Anypointless info the time finally came for us to begin. Now originally I intended to make another Fresh Prince joke here. I was going to use the lyrics from the song about the cab and all that jazz but decided against it. Don’t worry it’ll be on the DVD extras. So we headed off—well actually first we (read he) had to go to the Ohio DMV. On the way there he decided he needed Starbucks—this would be a theme of the trip.
There is a Starbucks on every damn corner in NYC. Also Williams will attempt to go into every single one of them.
So we pull into a drive thru Starbucks over by Golden Gate Plaza. Before I go on (I know I know) another interlude. This happened or probably happened. Okay the point is I’m not embellishing this story. We may have miss heard her but this is what is believed to have happened.

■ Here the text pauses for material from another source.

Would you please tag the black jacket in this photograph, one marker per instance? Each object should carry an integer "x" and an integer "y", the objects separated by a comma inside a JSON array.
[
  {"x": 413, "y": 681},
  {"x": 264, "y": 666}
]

The drive thru voice crackled out to us. “Welcome to Starbucks my name is Princess Leia, what can I get you today?” A confident female voice asked.
So at this point there is a slight pause on our end.

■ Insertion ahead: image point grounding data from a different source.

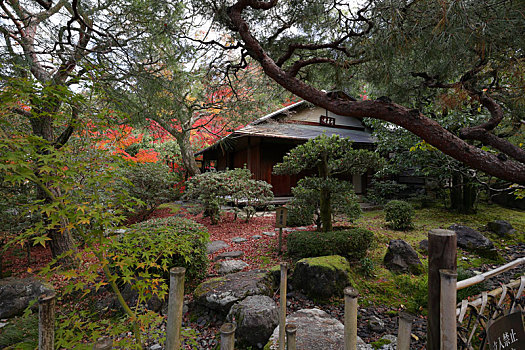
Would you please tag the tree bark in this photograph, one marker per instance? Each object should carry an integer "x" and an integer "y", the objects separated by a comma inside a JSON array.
[
  {"x": 325, "y": 196},
  {"x": 61, "y": 239},
  {"x": 410, "y": 119},
  {"x": 186, "y": 151}
]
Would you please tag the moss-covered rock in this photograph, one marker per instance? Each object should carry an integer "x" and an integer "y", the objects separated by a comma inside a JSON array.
[
  {"x": 220, "y": 293},
  {"x": 321, "y": 277}
]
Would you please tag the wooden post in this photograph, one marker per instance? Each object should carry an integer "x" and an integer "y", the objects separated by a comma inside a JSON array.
[
  {"x": 350, "y": 334},
  {"x": 175, "y": 304},
  {"x": 280, "y": 240},
  {"x": 282, "y": 314},
  {"x": 280, "y": 221},
  {"x": 449, "y": 279},
  {"x": 404, "y": 330},
  {"x": 103, "y": 344},
  {"x": 290, "y": 336},
  {"x": 46, "y": 322},
  {"x": 228, "y": 336},
  {"x": 442, "y": 254}
]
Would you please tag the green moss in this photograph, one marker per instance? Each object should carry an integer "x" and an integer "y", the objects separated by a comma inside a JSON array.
[
  {"x": 379, "y": 343},
  {"x": 204, "y": 287},
  {"x": 175, "y": 208},
  {"x": 20, "y": 333},
  {"x": 332, "y": 262}
]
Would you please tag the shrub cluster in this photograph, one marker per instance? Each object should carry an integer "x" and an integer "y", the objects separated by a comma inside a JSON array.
[
  {"x": 399, "y": 215},
  {"x": 213, "y": 189},
  {"x": 151, "y": 183},
  {"x": 352, "y": 243},
  {"x": 383, "y": 191},
  {"x": 155, "y": 246},
  {"x": 305, "y": 206}
]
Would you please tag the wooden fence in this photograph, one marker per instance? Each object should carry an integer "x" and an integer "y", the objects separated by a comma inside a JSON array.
[
  {"x": 444, "y": 317},
  {"x": 287, "y": 331},
  {"x": 464, "y": 325}
]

“Did she just say Princess Leia.?” I’m thinking over in the passenger seat thinking to myself
“Hi Princess Leia this is your brother Luke Skywalker.” Williams chimed in with from the drivers seat. There was a pause. No not true. There was a
And then Crickets. There were lots and lots of crickets. After this she once again asked us how she could help us. No acknowledgment of what had just passed between us all. Nothing at all. It was business and business and only. So
Luke Williams ordered.
“We’re out of that.” darkly stated.
“Insert whatever he ordered next” (I don’t remember.)
“Oh I’m sorry we’re actually out of that too” Said with all the sympathy of Emperor Palpatine.
Finally something was settled on and we drove around. Unfortunately she was only the order taker and not the drink giver. Perhaps she was never a she and the dude who gave him his drink was good with voices. Who knows? We never heard from Princess Leia again.
Now the trip and the real trouble could begin….
(You can go now.)
(No really that’s all for now)
(More stories tomorrow.)
(Wow still reading this?)
(You go home now.)
(That last one will be funny a couple stories from now.)